Executing intellectual challenges like passing physician exams may be the next frontier for AI programs.

Two studies highlighted the differences between the two AI programs that passed all three levels of the USMLE.

The first study, published by medRxiv in December 2022, investigated the AI ChatGPT's performance on the USMLE, which it achieved without any special training or reinforcement prior to the exams.^[] ChatGPT performed at > 50% accuracy across all of the exams and answered 60% of the questions correctly.

The second paper, published by arXiv in the same month, evaluated the performance of another large language model, Flan-PaLM, on the USMLE.^[] The key difference between the two models was that this one was heavily modified to prepare for the exams, using MultiMedQA, a collection of medical-question-answering databases.

Flan-PaLM achieved more than 67% accuracy on the USMLE questions.

Doctors' opinions

USMLE scores are one of the main deciding factors residency programs use to choose candidates. Answering 60% of the 280 questions on the exam correctly is a passing score. So how impressive were the AI programs’ USMLE scores? Not very, according to some doctors.

“One of the differences between human performance and AI performance may be in asking the right questions and/or observations,” stated MDLinx medical contributor Scott Cunningham, MD, PhD. “USMLE questions provide all of the data; the test-taker needs to connect the dots.”

"A 67% on USMLE is nothing to brag about.
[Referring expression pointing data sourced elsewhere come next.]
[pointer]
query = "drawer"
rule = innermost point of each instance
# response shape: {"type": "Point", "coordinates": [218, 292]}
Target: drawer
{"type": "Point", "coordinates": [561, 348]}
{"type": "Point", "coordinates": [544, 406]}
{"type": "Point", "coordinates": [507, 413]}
Would you be OK if your doctor got the diagnosis two out of three times?"

— Scott Cunningham, MD, PhD, MDLinx

Potential pitfalls of AI use in medicine

In addition to their potential for error, physicians are concerned that AI services may be biased or could compromise data privacy and security, according to a HealthITanalytics.com article.^[]

Such considerations are especially important in scenarios such as clinical practice in which mistakes could potentially endanger lives.

One thing that AI cannot learn is empathy, according to an article published by AI & Society.^[] For example, it can’t express sympathy when diagnosing a patient with a terminal disease.

In addition, a study published by BMJ Quality & Safety cited concerns that an automated system may find ways to “game” outcomes so it can achieve consistently positive results.^[]

Ways AI could help

AI may have its uses in medical facilities. These programs could be helpful in saving healthcare professionals time by handling some time-consuming tasks.

The ChatGPT program has been used to create long-form writing based on prompts from human users and, as a result, has been used to write letters to medical insurers seeking approval of claims.

Other types of AI software have been used to help streamline the entry of clinical notes into the EMR and to communicate with patients, alerting them of upcoming appointments, lab values, and test results.

The bottom line

AI offers potential benefits for medical practitioners, but research indicates it has flaws in terms of accuracy, as evidenced by its just-passing performance in USMLE exams. Privacy and bias are also concerns associated with these programs, prompting some clinicians to approach them cautiously.

As is often the case with emerging technologies, AI may improve over time.

While these programs will never replace people in providing empathetic, well-reasoned care to patients, they could further evolve in their capabilities to improve efficiencies for medical practices.

What this means for you

AI may be beneficial in some aspects of medicine and could help reduce time constraints and save money. Still, the technology may be lacking when it comes to certain aspects, such as reliability and accuracy, and in providing compassionate care. Therefore, as AI makes its way deeper into clinical medicine, it is important for physicians to proceed cautiously and do their best to determine when and where AI is helpful in clinical practice.